Três perguntas/Silviano Santiago

Três perguntas/Silviano Santiago

postado em 12/11/2017 00:00
Stella Manhattan é muito atual ao tratar de conservadorismo e radicalismos nos anos 1960, mas que agora estão de volta à realidade social e política brasileira. Você se preocupa com o fato de o romance ser ainda tão atual?
Por um lado, acho muito bom que a gente esteja discutindo essas questões. É interessante por uma razão simples: significa que houve ganhos extraordinários durante as décadas finais do século 20 e o início do século 21. Agora, o que é triste é que há um retorno do conservadorismo e todas essas conquistas feitas a duras penas estão sendo jogadas na lata de lixo.
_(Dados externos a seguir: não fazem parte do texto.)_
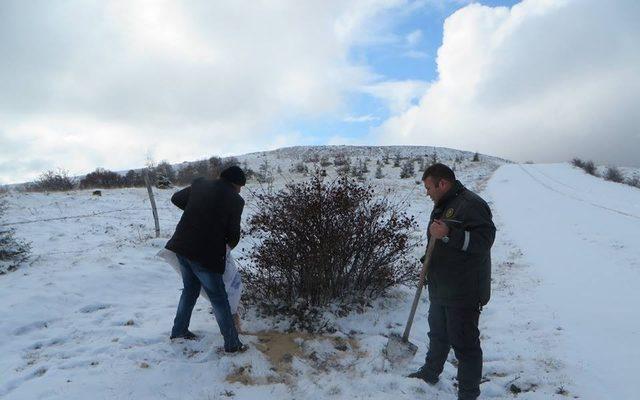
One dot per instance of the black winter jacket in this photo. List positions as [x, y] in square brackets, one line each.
[460, 270]
[211, 220]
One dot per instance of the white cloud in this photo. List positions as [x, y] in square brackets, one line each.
[360, 118]
[99, 83]
[398, 95]
[545, 80]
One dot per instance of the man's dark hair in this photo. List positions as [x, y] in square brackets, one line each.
[439, 171]
[235, 175]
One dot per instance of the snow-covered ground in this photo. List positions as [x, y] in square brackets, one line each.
[90, 317]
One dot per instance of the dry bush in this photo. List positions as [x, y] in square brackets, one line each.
[325, 245]
[102, 178]
[53, 181]
[576, 162]
[13, 252]
[590, 168]
[614, 174]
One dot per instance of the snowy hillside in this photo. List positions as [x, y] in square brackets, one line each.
[90, 317]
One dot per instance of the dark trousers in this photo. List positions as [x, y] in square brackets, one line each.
[456, 327]
[194, 276]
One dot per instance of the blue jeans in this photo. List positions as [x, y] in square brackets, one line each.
[194, 276]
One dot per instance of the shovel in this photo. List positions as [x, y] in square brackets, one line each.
[400, 349]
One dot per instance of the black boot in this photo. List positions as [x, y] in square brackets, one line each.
[424, 374]
[189, 336]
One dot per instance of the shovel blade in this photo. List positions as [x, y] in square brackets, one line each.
[398, 351]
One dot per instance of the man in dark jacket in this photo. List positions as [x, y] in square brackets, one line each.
[459, 278]
[210, 223]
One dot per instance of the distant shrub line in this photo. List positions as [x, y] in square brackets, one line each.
[612, 173]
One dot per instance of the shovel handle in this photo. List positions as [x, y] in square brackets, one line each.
[416, 299]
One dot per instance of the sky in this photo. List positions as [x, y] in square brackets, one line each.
[111, 84]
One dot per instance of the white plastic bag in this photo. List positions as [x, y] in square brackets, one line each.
[231, 277]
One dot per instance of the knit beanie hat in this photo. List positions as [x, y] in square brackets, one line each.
[235, 175]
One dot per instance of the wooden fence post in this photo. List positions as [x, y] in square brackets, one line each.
[153, 201]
É como se não tivesse havido, como consequência de movimentos étnicos, como a questão do negro nos Estados Unidos, ou de movimentos estudantis como na Universidade de Berkeley e em 1968 em Paris, como se esses movimentos não tivessem sido aceitos pela sociedade em geral e difundidos até mesmo pelos governos. O que se perde são conquistas libertárias.


O que houve para ficarmos mais intolerantes e estarmos em vias de perder essas conquistas?
O que houve é que, a partir de um determinado descontrole, possivelmente a passagem do poder nos Estados Unidos para a China, da eleição de Trump, da imigração em massa dos povos colonizados para a Europa, essas sociedades que eram modelos libertários se tornaram intolerantes, recriando a antiga noção de diferença que estava abolida. A diferença hoje é, de novo, o modo como a sociedade se organiza. EUA, França, todas são sociedades completamente divididas onde a intolerância surge como política.


No livro, o narrador elocubra que é um erro acreditar na evolução da humanidade como se fosse uma linha reta percorrida pelo homem ad infinitum. Como sair dessa armadilha?
Uma das formas é dando total liberdade ao que existe de mais extraordinário no ser humano, que é a criação. A criação da própria vida. A vida é uma coisa a ser inventada e que cada um inventa sua própria vida. E pode também se manifestar através de envolvimentos políticos. Qualquer pessoa que não tenha medo de ser feliz é revolucionária hoje em dia. É dessa forma que você começa a escapar inexorabilidade de apresentar o fim sempre como apocalíptico.